Notable outcomes included:

- House Bill 30-15 (Service Oklahoma): Sponsor Representative Curbs said the bill authorizes Service Oklahoma to issue and manage electronic credentials. The House passed the bill by a recorded vote, 73 aye, 22 nay.

- House Bill 34-72 (environment and natural resources): Representative Curbs explained technical updates; the House passed the bill by recorded vote, 92 aye, 2 nay.

- House Bill 34-53 (eminent domain): Representative Stairs described amended language that shifts the burden of proof in condemnation litigation to the condemning authority; members debated utilities carveouts and agency support.
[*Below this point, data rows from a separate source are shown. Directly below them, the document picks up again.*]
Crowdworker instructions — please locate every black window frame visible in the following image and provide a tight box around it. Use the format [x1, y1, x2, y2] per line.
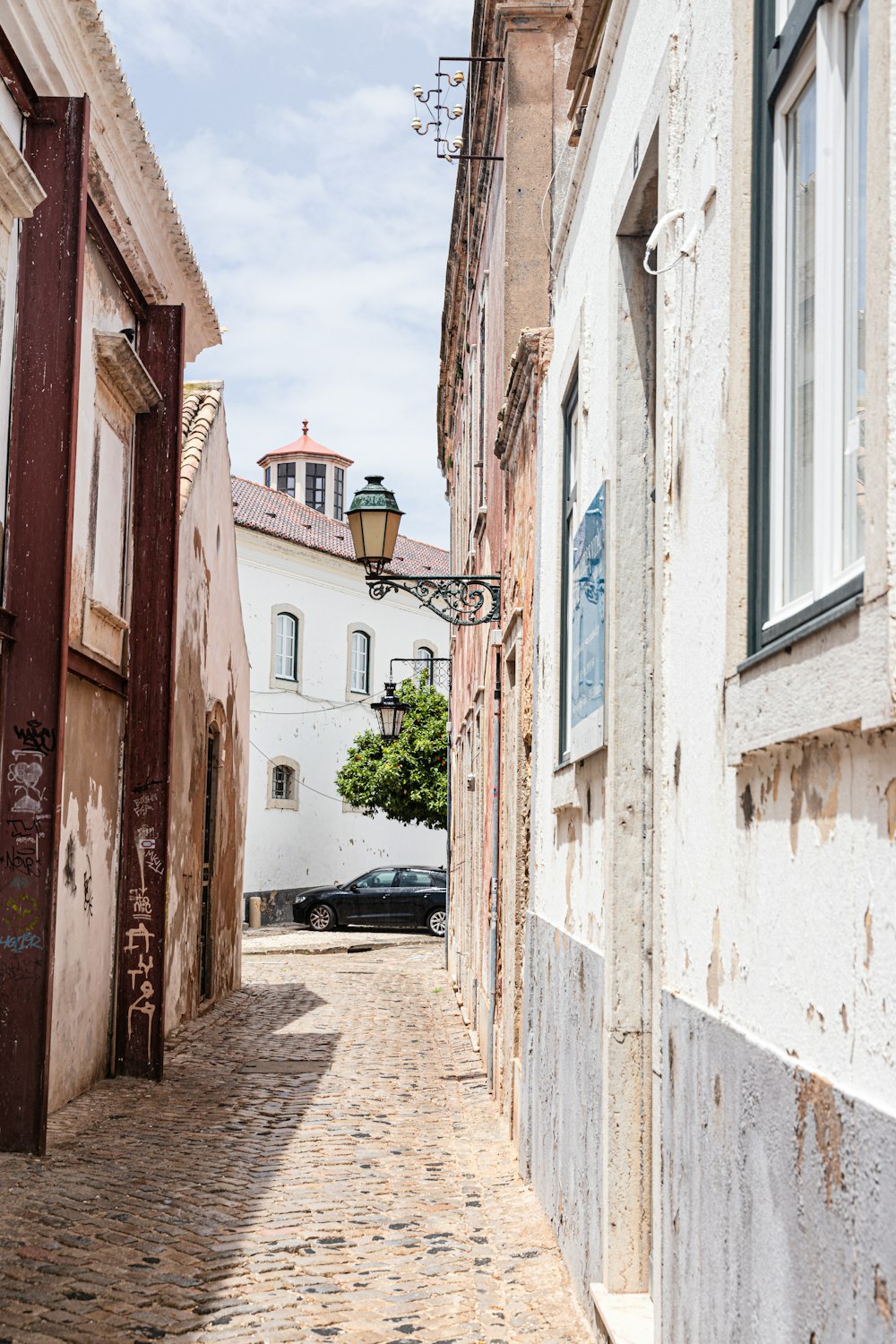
[333, 467, 345, 523]
[270, 762, 296, 803]
[742, 0, 864, 656]
[557, 370, 579, 765]
[305, 462, 326, 513]
[277, 462, 296, 500]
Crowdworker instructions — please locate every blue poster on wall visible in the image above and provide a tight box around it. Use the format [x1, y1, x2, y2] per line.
[570, 481, 607, 755]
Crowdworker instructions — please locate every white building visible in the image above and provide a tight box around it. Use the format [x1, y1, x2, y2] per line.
[232, 421, 449, 919]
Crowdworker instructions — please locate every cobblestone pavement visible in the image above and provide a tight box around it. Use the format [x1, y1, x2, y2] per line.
[0, 938, 590, 1344]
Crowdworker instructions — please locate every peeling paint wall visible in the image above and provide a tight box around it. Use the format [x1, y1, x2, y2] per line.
[662, 995, 896, 1344]
[48, 676, 125, 1110]
[521, 0, 896, 1344]
[165, 408, 248, 1032]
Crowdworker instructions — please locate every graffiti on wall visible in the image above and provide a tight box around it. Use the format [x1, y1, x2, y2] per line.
[122, 787, 165, 1062]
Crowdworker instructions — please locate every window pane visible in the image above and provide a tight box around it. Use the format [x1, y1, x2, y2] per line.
[352, 631, 371, 695]
[333, 467, 345, 519]
[305, 462, 326, 513]
[783, 75, 815, 605]
[560, 390, 579, 758]
[274, 612, 298, 682]
[842, 0, 868, 569]
[277, 462, 296, 499]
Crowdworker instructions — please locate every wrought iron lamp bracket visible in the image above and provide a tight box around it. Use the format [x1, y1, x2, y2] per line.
[412, 56, 504, 164]
[366, 573, 501, 625]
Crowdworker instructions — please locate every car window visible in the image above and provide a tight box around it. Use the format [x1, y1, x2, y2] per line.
[355, 868, 395, 889]
[398, 868, 433, 887]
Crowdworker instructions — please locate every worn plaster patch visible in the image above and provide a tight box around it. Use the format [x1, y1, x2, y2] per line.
[707, 910, 726, 1008]
[874, 1265, 893, 1325]
[790, 747, 841, 855]
[885, 779, 896, 844]
[797, 1074, 847, 1204]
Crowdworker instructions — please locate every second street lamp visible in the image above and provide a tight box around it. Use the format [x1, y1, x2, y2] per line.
[371, 682, 407, 742]
[347, 476, 501, 625]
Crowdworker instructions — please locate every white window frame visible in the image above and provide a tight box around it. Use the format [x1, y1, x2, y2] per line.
[763, 0, 866, 629]
[264, 757, 299, 812]
[348, 626, 374, 695]
[274, 612, 299, 683]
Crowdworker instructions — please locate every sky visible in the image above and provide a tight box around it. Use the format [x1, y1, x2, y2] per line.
[103, 0, 473, 546]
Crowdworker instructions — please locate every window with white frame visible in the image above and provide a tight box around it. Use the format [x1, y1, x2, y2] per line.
[333, 467, 345, 523]
[277, 462, 296, 499]
[274, 612, 298, 682]
[350, 631, 371, 695]
[270, 765, 296, 803]
[751, 0, 871, 652]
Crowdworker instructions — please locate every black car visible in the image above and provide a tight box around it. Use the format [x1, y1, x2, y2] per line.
[293, 868, 446, 938]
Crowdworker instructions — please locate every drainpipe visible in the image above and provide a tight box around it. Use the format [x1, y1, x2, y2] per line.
[487, 653, 501, 1093]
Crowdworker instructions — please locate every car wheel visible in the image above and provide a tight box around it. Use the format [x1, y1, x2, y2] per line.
[426, 910, 447, 938]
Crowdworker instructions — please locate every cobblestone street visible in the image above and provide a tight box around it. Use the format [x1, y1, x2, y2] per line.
[0, 937, 589, 1344]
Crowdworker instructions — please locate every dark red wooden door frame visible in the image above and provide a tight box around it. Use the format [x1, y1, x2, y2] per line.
[116, 306, 184, 1078]
[0, 99, 90, 1153]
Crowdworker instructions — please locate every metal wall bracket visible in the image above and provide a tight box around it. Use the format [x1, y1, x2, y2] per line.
[366, 574, 501, 625]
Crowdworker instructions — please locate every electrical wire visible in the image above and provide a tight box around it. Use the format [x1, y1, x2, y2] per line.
[248, 693, 374, 719]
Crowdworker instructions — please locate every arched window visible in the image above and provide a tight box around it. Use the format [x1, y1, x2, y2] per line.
[266, 757, 299, 812]
[274, 612, 298, 682]
[270, 765, 296, 803]
[350, 631, 371, 695]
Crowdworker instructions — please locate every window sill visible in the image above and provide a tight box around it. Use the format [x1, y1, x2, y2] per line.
[590, 1284, 653, 1344]
[270, 676, 301, 695]
[551, 761, 582, 812]
[737, 574, 864, 672]
[726, 597, 893, 765]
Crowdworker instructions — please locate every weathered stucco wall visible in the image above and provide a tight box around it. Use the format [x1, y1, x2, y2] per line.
[522, 0, 896, 1328]
[662, 995, 896, 1344]
[520, 914, 605, 1300]
[48, 676, 125, 1110]
[165, 395, 248, 1032]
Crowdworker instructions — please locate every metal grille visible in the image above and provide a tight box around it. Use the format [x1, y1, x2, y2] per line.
[390, 658, 452, 695]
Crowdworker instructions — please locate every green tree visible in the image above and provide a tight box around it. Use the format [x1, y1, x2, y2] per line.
[336, 672, 447, 831]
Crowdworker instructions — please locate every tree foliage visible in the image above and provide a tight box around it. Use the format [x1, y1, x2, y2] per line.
[336, 672, 447, 831]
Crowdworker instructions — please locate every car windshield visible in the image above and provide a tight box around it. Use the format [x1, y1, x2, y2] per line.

The House passed the amended bill by recorded vote, 91 aye, 4 nay.

- House Bill 41-28 (Game and Fish): Representative Fett Gatter presented a floor substitute and harvest-limit carveouts for select counties; the House passed the bill, recorded as 64 aye, 30 nay.

- House Bill 41-26 (torts — liability for motocross parks): Passed by recorded vote, 91 aye, 5 nay.

- Technology and AI-related measure (House Bill 35-44): Representative Maynard led an amendment focusing the bill on social AI companions designed to simulate emotional human relationships and to prevent minor interactions; the House recorded a wide majority (96 aye, 0 nay) in favor.

- House Joint Resolution HJR10-69 (constitutional boundary cleanups): Leader Lawson explained updates to constitutional language on county boundaries and seats; the House passed the resolution by recorded vote, 78 aye, 14 nay.

Many of the bills were advanced with floor amendments or substitutes that sponsors said came from stakeholder conversations; roll calls and recorded tallies were announced by the clerk for each final passage. Where floor debate occurred, members raised questions about carveouts, local impacts, funding links and implementation mechanisms.